Kraftomnibusse mit acht oder mehr Sitzplätzen für die Personenbeförderung müssen einmal pro Jahr zur Hauptuntersuchung. Nach einem halben Jahr folgt eine Sicherheitsprüfung. Drei Jahre nach der Erstzulassung des Fahrzeugs findet die Sicherheitsprüfung sogar alle drei Monate statt, sofern nicht die jährliche HU ansteht. Busse gelten als sehr sicheres Verkehrsmittel. In der Folge der Corona-Pandemie ist die Zahl der Bus-Unfälle mit Personenschaden zurückgegangen. Nach 5.917 Unfällen mit 9.570 Verunglückten im Jahr 2019 sank die Zahl der Bus-Unfälle im Corona-Jahr 2020 auf 4.490 (minus 24 Prozent) mit 6.573 verunglückten Personen (minus 31 Prozent). Im Jahr 2021 gab es mit 4.675 Bus-Unfällen (plus 4 Prozent) und 6.987 Verunglückten (plus 6 Prozent) nur einen leichten Anstieg.
Assistenzsysteme in die Hauptuntersuchung integrieren
Moderne Busse für die Personenbeförderung sind heute mit zahlreichen Assistenzsystemen ausgestattet.

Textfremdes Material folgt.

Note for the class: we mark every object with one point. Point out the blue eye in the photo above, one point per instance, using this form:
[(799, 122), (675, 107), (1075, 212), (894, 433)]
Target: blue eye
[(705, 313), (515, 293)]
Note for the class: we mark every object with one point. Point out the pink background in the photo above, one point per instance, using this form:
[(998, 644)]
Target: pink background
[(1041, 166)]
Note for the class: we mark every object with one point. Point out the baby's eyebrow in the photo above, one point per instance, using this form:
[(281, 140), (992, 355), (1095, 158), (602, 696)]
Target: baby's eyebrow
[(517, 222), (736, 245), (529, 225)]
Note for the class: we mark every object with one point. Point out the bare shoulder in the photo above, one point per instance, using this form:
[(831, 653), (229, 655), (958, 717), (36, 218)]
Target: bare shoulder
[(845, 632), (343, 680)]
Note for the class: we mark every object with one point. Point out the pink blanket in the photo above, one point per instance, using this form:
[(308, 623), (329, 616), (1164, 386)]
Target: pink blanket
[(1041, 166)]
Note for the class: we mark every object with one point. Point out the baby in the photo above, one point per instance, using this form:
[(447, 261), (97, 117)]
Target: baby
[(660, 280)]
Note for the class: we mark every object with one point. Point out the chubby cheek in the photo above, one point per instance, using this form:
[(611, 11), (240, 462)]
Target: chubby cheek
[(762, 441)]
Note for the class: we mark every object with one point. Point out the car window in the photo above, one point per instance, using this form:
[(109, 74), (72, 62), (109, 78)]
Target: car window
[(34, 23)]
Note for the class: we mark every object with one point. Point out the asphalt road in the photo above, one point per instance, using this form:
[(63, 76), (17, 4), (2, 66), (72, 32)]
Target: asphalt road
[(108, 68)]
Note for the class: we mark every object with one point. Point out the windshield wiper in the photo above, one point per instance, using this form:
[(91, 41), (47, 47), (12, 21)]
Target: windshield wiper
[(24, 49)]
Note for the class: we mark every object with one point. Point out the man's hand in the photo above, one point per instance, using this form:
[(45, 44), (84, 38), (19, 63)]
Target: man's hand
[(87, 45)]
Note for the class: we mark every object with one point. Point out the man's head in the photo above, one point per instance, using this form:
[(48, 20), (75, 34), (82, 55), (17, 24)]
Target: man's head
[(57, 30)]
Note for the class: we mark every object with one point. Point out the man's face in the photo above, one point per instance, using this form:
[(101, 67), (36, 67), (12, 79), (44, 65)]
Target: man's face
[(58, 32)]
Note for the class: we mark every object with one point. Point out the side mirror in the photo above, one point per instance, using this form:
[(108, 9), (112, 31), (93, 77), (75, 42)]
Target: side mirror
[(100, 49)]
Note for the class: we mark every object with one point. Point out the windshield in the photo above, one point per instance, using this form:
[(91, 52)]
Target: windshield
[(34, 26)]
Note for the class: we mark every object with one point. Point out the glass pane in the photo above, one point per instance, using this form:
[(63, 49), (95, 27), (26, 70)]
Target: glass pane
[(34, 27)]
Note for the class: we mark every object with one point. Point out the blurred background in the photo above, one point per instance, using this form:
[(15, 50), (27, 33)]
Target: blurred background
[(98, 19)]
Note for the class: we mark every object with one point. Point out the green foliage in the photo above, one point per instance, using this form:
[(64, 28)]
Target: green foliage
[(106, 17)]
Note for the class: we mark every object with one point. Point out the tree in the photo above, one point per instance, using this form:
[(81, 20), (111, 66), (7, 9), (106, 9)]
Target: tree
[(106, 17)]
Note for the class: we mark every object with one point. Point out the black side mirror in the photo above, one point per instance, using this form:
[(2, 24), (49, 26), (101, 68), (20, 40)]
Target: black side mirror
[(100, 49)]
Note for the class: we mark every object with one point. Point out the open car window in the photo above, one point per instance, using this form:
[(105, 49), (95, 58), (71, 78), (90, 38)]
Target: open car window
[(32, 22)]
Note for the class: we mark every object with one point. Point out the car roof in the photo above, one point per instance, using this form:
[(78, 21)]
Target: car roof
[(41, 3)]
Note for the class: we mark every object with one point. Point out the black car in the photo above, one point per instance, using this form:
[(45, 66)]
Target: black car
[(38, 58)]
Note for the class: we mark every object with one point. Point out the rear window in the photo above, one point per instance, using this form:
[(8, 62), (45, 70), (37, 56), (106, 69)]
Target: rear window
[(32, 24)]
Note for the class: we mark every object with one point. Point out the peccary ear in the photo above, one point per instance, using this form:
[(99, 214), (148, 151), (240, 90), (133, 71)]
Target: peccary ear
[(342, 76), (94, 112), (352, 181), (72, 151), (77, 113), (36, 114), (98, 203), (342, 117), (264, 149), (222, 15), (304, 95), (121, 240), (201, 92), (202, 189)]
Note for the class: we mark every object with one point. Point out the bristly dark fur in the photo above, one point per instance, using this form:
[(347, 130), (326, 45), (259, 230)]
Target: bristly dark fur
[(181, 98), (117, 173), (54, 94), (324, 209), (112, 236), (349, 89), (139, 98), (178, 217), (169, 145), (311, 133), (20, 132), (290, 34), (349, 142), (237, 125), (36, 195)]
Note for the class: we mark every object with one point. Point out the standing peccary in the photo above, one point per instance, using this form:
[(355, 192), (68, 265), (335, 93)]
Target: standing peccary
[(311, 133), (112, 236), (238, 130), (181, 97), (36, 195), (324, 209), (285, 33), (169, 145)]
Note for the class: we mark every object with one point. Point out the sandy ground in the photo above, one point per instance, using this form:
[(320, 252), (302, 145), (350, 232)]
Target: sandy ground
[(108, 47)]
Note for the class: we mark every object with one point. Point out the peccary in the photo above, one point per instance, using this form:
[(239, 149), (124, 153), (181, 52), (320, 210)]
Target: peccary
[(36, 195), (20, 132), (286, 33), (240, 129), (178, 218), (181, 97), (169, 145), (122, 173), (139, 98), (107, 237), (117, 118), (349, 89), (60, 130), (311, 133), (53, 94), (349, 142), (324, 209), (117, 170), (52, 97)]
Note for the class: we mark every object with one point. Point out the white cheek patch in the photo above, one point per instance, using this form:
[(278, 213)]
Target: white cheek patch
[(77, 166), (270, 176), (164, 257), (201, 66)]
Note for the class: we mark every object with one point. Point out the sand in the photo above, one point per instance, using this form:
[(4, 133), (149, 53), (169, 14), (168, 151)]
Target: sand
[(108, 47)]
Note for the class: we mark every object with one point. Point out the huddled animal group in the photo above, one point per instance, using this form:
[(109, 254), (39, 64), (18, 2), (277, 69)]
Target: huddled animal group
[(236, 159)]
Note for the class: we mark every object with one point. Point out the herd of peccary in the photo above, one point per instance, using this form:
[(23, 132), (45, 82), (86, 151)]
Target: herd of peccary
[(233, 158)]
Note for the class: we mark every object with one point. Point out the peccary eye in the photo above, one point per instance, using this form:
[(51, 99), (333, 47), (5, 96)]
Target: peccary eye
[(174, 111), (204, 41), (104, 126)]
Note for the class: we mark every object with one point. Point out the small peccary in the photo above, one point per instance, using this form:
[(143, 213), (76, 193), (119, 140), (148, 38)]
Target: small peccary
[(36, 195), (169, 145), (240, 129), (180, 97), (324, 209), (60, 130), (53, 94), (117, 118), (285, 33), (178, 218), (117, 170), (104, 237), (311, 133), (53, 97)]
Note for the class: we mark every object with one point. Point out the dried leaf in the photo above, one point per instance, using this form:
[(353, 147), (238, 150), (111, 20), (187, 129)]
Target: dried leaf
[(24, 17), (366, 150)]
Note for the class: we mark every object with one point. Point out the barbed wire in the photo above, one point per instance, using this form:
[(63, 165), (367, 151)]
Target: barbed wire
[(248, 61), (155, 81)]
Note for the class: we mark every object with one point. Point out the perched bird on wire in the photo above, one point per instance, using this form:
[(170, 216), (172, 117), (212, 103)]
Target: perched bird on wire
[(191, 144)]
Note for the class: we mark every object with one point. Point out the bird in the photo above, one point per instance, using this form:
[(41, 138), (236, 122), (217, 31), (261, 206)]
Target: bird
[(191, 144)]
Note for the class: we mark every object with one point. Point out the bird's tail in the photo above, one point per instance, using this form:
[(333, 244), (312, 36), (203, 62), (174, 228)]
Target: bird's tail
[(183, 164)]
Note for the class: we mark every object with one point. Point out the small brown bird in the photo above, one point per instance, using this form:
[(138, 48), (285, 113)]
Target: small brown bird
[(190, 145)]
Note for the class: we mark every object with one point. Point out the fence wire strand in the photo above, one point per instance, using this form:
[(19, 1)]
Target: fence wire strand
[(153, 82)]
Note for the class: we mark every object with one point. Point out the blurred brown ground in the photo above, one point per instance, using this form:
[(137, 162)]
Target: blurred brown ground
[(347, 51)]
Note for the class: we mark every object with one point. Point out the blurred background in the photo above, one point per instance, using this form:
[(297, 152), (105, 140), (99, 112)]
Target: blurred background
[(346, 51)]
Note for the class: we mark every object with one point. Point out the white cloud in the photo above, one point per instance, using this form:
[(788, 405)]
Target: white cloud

Verpflichtend ist der Einbau seit Juli 2022 in neuen Fahrzeugtypen unter anderem von Abbiegeassistent, Rückfahrassistent, Müdigkeitswarner, einer Vorrichtung für den Einbau eines Alkohol-Interlock-Systems und der Reifendrucküberwachung. Bereits für alle Neuwagen sind Spurhalteassistenten und Notbremsassistenten Pflicht. „Assistenzsysteme sind für die Sicherheit der Bus-Insassen essentiell, aber bisher nicht Bestandteil der Hauptuntersuchung“, sagte Goebelt. „Die Funktionsfähigkeit von Assistenzsystemen kann nur mit einer regelmäßigen elektronischen, digitalen und physischen Zustandsprüfung zuverlässig ermittelt werden. Für diesen Zweck ist ein unabhängiger Zugang zu entsprechenden Fahrzeugdaten unerlässlich.“ Dafür müsse die Politik die rechtlichen Voraussetzungen schaffen und entsprechende Untersuchungspunkte in die „HU-Richtlinie“ aufnehmen. Darüber hinaus müssten die Fahrer:innen der Busse im Umgang mit Assistenzsystemen geschult werden. Goebelt: „Der Umgang mit Assistenzsystemen ist inzwischen fester Bestandteil der Fahrausbildung und Fahrprüfung. Jetzt sollten auch erfahrene Fahrerinnen und Fahrer nachgeschult werden.“
Methodik-Hinweis: Für den TÜV-Report Omnibus 2022 wurden rund 50.000 Hauptuntersuchungen von Reise- und Nahverkehrsbussen ausgewertet, die in den Jahren 2020 und 2021 durchgeführt wurden. Grundlage ist der amtliche Prüfkatalog für die HU, in dem vom Gesetzgeber rund 150 einzelne Prüfpunkte vorgeschrieben sind.